Both small and large student organizations have played their part in the challenge. Pax Christi, one of the smaller organizations on campus, has managed to do 530 hours so far towards the challenge. The Knights of Columbus, which is one of the larger student organizations, has contributed 2,453 hours.

Gratia Plena, a women’s organization that meets weekly for Gospel study, contributed almost 100 hours to the challenge during Hunger and Homelessness Awareness Week last November. The group used the Cardinal Service Challenge as an opportunity to spread awareness about hunger and homelessness. Some of the group’s hands-on activities included packing trail mix bags for homeless food runs and making blankets for the homeless.

“We are always excited to support our fellow classmates and other student organizations. We also encourage our members to participate and lead service events individually throughout the year,” says junior Teresa Vyhanek, who served as president of Gratia Plena in 2011.

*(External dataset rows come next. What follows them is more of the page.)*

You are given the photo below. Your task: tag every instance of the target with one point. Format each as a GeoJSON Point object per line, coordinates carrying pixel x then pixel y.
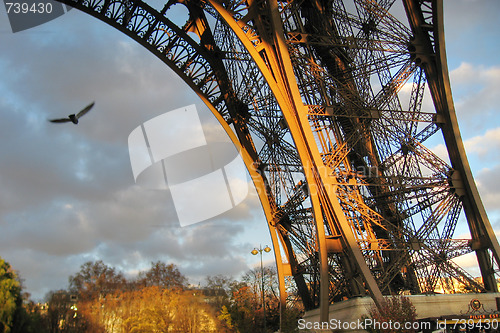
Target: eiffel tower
{"type": "Point", "coordinates": [332, 105]}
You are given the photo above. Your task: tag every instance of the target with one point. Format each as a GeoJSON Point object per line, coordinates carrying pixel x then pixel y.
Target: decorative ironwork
{"type": "Point", "coordinates": [324, 100]}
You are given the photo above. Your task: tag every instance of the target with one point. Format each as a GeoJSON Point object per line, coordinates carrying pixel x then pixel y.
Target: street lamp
{"type": "Point", "coordinates": [255, 251]}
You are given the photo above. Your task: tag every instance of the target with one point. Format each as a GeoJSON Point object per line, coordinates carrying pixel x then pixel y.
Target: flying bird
{"type": "Point", "coordinates": [74, 117]}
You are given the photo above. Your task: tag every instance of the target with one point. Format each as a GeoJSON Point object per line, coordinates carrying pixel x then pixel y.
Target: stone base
{"type": "Point", "coordinates": [345, 316]}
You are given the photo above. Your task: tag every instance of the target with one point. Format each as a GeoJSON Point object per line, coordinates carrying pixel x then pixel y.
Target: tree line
{"type": "Point", "coordinates": [101, 299]}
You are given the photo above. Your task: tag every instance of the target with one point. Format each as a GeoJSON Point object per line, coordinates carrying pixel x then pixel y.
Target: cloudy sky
{"type": "Point", "coordinates": [67, 193]}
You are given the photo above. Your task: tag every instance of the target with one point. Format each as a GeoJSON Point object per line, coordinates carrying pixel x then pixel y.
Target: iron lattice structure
{"type": "Point", "coordinates": [325, 100]}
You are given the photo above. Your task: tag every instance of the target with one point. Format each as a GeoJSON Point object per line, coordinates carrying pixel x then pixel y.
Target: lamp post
{"type": "Point", "coordinates": [255, 251]}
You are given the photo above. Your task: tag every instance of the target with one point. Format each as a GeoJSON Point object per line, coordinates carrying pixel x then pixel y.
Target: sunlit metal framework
{"type": "Point", "coordinates": [333, 105]}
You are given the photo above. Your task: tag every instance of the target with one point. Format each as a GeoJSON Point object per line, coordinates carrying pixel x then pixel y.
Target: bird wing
{"type": "Point", "coordinates": [85, 110]}
{"type": "Point", "coordinates": [62, 120]}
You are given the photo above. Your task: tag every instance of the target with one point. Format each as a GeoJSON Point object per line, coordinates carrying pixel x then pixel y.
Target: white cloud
{"type": "Point", "coordinates": [475, 89]}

Alpha Phi Omega, a co-ed fraternity dedicated to leadership and service, ran several blood drives in the Edward J. Pryzbyla University Center.

“The bulk of the hours we contributed to the Cardinal Service Challenge came from the blood drives we ran last semester and this semester. They are typically 12 hours long and all members help organize and run the drives as a group,” says junior Brittany Lightfoot-Benjamin, Alpha Phi Omega’s president.

“The student organizations stopped looking at service as a chore and started looking at it as something fun to do as a group and a bonding experience,” says Steve Kreider, program coordinator for the Office of Campus Activities.